2. Regardless of pressure applied by American carriers Delta, United and American Airlines over government subsidies and the unfair advantages they may have, it is the Gulf carriers—Emirates, Qatar, and Etihad—that are driving the greatest amount of new lift into North America by connecting India and European countries to the North America through their hubs in the middle east.
In 2014, the Gulf network carriers – Emirates, Etihad and Qatar Airways – offered 2.7 million seats into the U.S. with barely a peep of public antagonism. But now the U.S.-Gulf carrier dispute is a loud topic. Is the sudden attention to Gulf airlines clouding judgment?
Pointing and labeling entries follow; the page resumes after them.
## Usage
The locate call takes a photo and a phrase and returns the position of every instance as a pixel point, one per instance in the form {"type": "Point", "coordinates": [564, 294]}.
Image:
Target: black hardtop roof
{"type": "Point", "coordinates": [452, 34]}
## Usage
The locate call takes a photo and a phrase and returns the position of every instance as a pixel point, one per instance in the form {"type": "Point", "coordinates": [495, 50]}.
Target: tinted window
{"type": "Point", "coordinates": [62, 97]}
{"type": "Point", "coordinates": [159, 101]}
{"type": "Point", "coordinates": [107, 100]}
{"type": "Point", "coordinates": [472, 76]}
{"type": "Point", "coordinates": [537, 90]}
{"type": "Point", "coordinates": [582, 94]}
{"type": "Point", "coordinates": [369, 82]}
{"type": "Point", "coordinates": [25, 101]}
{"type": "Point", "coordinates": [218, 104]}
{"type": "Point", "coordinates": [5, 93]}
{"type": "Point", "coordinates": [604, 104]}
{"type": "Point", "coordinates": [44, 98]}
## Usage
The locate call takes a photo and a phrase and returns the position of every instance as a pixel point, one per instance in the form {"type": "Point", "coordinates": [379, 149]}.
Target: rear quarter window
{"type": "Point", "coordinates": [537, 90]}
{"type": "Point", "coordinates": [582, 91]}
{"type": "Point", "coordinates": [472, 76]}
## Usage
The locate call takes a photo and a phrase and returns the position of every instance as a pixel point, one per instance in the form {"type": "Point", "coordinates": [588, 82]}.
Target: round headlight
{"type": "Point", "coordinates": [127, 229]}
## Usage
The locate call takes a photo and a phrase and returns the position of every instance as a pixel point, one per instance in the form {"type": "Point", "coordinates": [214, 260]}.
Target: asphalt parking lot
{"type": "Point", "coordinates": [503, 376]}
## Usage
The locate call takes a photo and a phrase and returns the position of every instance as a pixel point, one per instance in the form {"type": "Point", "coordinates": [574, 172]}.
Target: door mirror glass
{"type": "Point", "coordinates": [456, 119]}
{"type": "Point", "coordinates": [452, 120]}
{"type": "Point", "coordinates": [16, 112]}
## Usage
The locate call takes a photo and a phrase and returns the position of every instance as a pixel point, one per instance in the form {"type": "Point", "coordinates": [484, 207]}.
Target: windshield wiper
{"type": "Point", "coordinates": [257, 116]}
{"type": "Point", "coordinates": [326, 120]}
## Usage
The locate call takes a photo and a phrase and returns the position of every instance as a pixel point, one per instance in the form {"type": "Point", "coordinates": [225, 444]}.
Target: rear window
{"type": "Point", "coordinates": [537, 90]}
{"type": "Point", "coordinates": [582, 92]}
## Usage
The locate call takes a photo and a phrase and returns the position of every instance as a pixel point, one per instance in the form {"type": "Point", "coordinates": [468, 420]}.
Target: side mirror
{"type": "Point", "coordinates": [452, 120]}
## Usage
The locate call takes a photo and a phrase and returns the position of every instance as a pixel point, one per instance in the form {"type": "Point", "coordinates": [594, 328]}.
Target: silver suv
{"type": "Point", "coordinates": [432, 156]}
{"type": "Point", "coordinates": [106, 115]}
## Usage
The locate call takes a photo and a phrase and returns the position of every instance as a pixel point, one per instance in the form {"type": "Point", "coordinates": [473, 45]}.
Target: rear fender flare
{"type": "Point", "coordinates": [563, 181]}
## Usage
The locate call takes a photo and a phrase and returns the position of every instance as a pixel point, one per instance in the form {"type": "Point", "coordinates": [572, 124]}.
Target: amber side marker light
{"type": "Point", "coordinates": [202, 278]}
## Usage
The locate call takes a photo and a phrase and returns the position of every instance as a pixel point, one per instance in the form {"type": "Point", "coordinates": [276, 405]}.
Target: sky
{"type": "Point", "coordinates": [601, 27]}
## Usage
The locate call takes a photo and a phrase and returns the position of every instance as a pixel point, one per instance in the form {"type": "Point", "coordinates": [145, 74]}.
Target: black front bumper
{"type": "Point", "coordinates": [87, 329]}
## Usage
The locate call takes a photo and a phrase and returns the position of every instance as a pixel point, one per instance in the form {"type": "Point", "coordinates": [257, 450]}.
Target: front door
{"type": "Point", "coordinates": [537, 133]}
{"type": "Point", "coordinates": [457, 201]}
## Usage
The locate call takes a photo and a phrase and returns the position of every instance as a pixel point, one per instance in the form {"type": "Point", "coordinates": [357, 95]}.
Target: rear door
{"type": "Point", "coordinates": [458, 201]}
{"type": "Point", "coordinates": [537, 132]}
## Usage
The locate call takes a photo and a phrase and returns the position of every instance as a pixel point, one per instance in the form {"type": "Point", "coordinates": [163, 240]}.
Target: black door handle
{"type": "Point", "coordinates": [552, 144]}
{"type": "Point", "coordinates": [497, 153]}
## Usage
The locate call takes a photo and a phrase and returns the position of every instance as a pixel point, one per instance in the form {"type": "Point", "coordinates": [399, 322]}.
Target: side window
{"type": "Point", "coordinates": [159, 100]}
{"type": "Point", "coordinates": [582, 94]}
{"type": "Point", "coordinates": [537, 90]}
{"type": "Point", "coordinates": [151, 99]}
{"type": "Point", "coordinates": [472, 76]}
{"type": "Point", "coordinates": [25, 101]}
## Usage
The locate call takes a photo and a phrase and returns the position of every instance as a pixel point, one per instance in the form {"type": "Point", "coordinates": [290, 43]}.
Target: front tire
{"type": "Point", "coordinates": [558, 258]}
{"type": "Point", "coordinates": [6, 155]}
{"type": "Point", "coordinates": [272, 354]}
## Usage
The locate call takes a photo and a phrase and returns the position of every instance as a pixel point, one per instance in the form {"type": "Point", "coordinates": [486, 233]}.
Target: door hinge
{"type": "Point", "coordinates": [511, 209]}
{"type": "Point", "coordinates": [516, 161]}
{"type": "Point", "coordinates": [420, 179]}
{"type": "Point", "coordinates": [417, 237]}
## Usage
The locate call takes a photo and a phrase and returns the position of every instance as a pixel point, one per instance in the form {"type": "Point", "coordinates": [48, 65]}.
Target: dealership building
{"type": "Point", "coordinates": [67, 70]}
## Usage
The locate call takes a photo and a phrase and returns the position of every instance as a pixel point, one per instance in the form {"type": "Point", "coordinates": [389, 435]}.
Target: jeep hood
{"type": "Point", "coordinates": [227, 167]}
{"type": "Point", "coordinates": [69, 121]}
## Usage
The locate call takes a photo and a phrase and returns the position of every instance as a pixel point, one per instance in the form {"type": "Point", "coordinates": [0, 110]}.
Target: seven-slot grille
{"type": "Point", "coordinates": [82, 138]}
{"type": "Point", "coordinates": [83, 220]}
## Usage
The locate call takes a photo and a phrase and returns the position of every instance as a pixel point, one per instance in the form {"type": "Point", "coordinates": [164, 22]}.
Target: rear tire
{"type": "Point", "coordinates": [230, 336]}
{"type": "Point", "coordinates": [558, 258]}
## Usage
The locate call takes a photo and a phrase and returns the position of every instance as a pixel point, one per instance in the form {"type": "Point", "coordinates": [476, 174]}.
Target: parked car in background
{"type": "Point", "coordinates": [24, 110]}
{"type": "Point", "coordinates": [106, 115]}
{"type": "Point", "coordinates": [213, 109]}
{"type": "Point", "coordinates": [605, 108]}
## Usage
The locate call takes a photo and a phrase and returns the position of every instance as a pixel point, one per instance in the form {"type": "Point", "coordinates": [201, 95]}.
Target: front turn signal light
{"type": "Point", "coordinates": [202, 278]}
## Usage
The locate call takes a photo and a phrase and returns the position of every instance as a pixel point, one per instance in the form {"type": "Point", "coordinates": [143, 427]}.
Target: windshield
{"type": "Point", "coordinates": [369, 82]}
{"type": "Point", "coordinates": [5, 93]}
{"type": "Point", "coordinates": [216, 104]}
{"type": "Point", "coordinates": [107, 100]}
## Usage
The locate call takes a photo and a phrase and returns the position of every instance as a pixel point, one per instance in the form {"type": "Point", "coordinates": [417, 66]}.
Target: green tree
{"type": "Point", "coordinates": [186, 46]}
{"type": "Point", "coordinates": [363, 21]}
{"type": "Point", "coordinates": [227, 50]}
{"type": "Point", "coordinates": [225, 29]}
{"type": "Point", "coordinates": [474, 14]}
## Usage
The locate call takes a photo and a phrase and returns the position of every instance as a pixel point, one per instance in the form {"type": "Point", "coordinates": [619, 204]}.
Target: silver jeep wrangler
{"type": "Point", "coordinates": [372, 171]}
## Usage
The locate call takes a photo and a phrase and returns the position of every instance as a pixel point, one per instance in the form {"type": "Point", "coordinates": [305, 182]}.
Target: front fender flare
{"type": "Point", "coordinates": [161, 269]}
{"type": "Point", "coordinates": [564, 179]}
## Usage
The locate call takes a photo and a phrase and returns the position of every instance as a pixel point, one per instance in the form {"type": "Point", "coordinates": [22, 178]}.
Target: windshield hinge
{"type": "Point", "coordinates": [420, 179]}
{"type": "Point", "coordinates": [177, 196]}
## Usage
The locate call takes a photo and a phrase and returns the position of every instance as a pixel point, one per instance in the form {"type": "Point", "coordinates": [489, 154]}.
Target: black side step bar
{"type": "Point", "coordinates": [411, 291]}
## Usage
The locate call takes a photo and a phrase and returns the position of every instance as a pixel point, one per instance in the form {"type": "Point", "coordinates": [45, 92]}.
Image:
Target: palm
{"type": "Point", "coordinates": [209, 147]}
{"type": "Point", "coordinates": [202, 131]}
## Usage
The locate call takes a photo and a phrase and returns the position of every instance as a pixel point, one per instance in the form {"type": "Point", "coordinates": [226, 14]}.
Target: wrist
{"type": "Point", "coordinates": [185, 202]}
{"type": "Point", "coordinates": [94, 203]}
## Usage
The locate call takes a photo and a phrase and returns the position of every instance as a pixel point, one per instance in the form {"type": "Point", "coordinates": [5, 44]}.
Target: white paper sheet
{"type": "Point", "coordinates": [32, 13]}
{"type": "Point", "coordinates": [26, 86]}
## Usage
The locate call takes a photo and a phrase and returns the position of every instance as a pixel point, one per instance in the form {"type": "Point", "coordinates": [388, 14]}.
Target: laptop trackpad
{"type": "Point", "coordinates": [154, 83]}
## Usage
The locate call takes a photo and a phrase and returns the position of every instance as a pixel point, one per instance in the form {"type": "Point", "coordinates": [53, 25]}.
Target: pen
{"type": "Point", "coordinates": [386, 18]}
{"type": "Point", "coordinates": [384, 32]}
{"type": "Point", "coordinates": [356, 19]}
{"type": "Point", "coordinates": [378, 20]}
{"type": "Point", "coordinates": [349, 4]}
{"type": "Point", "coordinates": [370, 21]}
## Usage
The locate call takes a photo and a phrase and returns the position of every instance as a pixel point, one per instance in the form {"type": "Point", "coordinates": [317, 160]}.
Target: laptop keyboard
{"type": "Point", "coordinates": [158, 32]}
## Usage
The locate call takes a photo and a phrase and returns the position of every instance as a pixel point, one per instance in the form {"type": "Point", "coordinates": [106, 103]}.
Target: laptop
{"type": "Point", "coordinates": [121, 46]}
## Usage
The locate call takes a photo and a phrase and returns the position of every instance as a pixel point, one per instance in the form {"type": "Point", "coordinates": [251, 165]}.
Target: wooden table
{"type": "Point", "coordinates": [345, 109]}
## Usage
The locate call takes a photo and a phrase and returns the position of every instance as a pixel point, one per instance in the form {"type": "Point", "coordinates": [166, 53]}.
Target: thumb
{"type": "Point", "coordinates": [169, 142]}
In recent weeks Emirates and Qatar Airways have announced growth in the US: Emirates adding Orlando as a destination and increasing Boston and Seattle services while Qatar will open Atlanta, Boston and Los Angeles while growing New York JFK, with plans including A350 deployment.
The U.S. axis is asking for a freeze on Gulf carrier capacity, making some to suggest Gulf carriers are expanding “while they can” or are growing to antagonize U.S. carriers. Atlanta may be a good market, but Qatar’s announcement of service 14 months in advance will ruffle Delta feathers. Qatar Airways announced plans last month to add three U.S. destinations in 2016: Atlanta, Boston and Los Angeles. This will bring Qatar’s U.S. network to 10 points of entry, the same as Emirates. Etihad serves six points. The addition of Los Angeles brings to five the number of U.S. cities to be served by all three Gulf carriers.
U.S. Destinations for Emirates, Etihad and Qatar: 2016, as of May 2015
City | Emirates | Etihad | Qatar |
---|---|---|---|
Atlanta | - | - | X |
Boston | X | - | X |
Chicago | X | X | X |
Dallas/Ft Worth | X | X | X |
Houston | X | - | X |
Los Angeles | X | X | X |
New York JFK | X | X | X |
Miami | - | - | X |
Orlando | X | - | - |
Philadelphia | - | - | X |
San Francisco | X | X | - |
Seattle | X | - | - |
Washington Dulles | X | X | X |
Source: CAPA—Centre for Aviation and OAG
3. Receptive operators continue to pursue the right balance between being a hotel resource and a service provider. For example, even the three hotel aggregators–GTA, Tourico and TUI-Hotelbeds—have established distinct attraction and experience divisions not only to “sell the fun,” but also to package hotels and attractions dynamically in one rate to circumvent hotel rate parity restrictions.
4. Brazilian operators survive by being scrappy. Specialist RTOs dependent on Brazilian business are already down between 20-30 percent in 2015. Several have reacted by cutting staff. At ipw, we spoke with Tereza C. Reis. president of Personal RKG, an Orlando-based receptive focused on MICE from Brazil, who told INBOUND that her Brazilian business was off 30 percent this year, but she was able offset the loss by diversifying into Peru, Paraguay and Chile where she is receiving consistent group business. Other insiders at ipw reported that Colombia is seeing strong growth to the USA this year with a stable government and buoyant economy.
5. Large European operators are demanding coop support from second- and third-tier destinations, who need brochure inclusion to prove they.ve achieved distribution. One major Western European product manager intimated to INBOUND that such activity was the purpose with 50 percent of her appointments.
6. While everyone expressed gratitude for Brand USA … and applauded US Travel’s herculean campaign that culminated in an 11th hour re-authorization that kept the agency alive, there was grumbling during the show about the bureaucracy that has been created around the organization, the slow response time to get questions answered even on the simplest matters, and the elimination of many of the co-op advertising programs that Brand USA had been offering in the past and not giving much attention to smaller niche destinations. What some may not realize is that the agency is under intense scrutiny from legislators who would still like to eliminate it; so, staff is acting more like a governmental agency.
7. The South is now a hot destination for repeat visitors from Europe, especially the UK where, for example Memphis and Nashville are in 106 of the 126 UK tour operator brochures, and Louisville’s bourbon program is in half of them.